2.3. SVA RIPs demonstrate cis effects on HLA and MAPT loci

To elucidate the impact of cis-acting SVA RIPs, we explored which SVA elements had the largest significant effects on genes regulated in cis, including gene upregulation (positive beta value) and downregulation (negative beta value) using beta values from matrix eQTL analysis (FDR p<0.05) (Figure 6). Here, we highlight that SVA_67 largely influences gene regulation in cis of six different genes, including the upregulation of MAPT and LRRC37A4P and downregulation of MAPK8IP1P2, LRRC37A2, LRRC37A, and KANSL1 (Figure 6a). SVA_67 was responsible for the two greatest increases in gene activation of the MAPT and LRRC37A4P genes with beta coefficients of 1384 and 1101, respectively (Figure 6a).

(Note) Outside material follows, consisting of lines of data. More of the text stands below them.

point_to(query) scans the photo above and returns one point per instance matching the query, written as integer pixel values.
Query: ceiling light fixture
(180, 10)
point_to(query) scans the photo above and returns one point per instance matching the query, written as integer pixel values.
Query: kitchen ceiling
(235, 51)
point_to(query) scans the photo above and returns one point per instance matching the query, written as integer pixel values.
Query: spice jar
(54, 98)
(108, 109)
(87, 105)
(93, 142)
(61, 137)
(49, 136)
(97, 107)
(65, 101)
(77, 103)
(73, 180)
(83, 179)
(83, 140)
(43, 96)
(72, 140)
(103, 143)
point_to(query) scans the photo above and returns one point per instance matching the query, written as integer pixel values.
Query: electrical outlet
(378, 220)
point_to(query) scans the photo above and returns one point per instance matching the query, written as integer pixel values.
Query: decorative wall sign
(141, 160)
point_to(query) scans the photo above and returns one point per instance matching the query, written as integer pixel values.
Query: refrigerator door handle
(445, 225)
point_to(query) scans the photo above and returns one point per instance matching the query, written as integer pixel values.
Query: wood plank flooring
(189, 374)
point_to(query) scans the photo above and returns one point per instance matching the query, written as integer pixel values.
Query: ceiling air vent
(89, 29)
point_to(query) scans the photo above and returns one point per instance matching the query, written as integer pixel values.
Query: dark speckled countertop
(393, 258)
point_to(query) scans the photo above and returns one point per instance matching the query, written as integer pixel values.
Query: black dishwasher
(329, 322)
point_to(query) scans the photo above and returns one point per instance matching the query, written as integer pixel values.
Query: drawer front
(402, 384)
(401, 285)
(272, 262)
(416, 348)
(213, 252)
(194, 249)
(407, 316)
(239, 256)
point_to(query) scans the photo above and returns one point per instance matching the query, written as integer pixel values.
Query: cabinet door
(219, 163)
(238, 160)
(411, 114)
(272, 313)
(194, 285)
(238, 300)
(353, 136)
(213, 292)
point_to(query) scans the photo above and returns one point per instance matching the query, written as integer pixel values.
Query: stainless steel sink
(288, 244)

Interestingly, six of the ten most positive hits were effects induced on HLA genes by SVA_24, SVA_25, SVA_27 and SVA_88 (Figure 6a). Furthermore, we demonstrate that SVA_73 had the greatest effect out of all cis-regulatory effects with a beta coefficient of -2843 for the gene FCGBP, indicating a large inhibitory effect of FCGBP gene expression (Figure 6b). FCGBP gene expression is further repressed by SVA_72, the second highest hit in our analysis for the top ten SVAs with the greatest effect size on gene downregulation (Figure 6b).
To determine the influence of cis-acting SVA RIPs on gene regulation, we next analysed gene expression patterns of the top two hits for the largest effects on gene upregulation and downregulation (Figure S1). The presence of either one (PA) or two (PP) SVA_67 alleles significantly upregulated both LRRC37A4P and MAPT gene expression when tested using the Wilcoxon pairwise comparison with FDR adjusted p-values (FDR p<0.05) (Figure S1a,b). In comparison to individuals homozygous absent for SVA_67, homozygous present and heterozygous individuals displayed a 447.3-fold (p=1.04E-40) and a 214.4-fold (p=2.55E-38) increase in LRRC37A4P expression and a 1.4-fold (p=2.53E-09) and 1.2-fold (p=2.51E-04) increase in MAPT gene expression, respectively (Figure S1a,b). Analysis of the top two hits for the greatest effect on gene downregulation displayed differing gene expression patterns between the influence of SVA_73 and SVA_72 on FCGBP gene expression (Figure S1c,d). When comparing to the complete absence (AA) of SVA_73, the PA and PP genotype groups displayed a significant 3.7-fold (p=3.61E-02) and 10-fold (p=2.61E-03) increase in FCGBP gene expression (Figure S1c). Although our analysis displayed that the presence of SVA_73 upregulates the FCGBP gene in comparison to AA individuals, FCGBP gene expression is significantly repressed by 63% (p=3.29E-08) in the PP genotype group compared to the PA genotype group (Figure S1c). SVA_72 analysis highlighted that homozygous presence of the SVA_72 allele significantly downregulated FCGBP gene expression by 23% (p=5.74E-03) in comparison to homozygous absence (Figure S1d). PP genotype individuals also displayed a significant reduction of 32% (p=1.85E-05) in FCGBP gene expression in comparison to the PA genotype (Figure S1d). Similar to SVA_73 gene expression analysis, individuals heterozygous for SVA_72 indicated a 1.2-fold (p=4.23E-01) increase in FCGBP expression, however statistical significance was not achieved (Figure S1d).
As a recent genome-wide association study (GWAS) reported the association of the HLA locus with ALS risk [31,32], we investigated the influence that SVA RIPs had on cis regulated HLA genes (Figures S2 and S3). This analysis demonstrated that the top ten hits for greatest effect of SVA RIPs regarding upregulation was for HLA genes. We discovered a common gene expression pattern across all HLA genes analysed, demonstrating that individuals homozygous present for SVA RIPs (SVA_24, SVA_25, SVA_27, SVA_88) significantly upregulate HLA genes in comparison to homozygous absent individuals (p<0.01) (Figures S2 and S3).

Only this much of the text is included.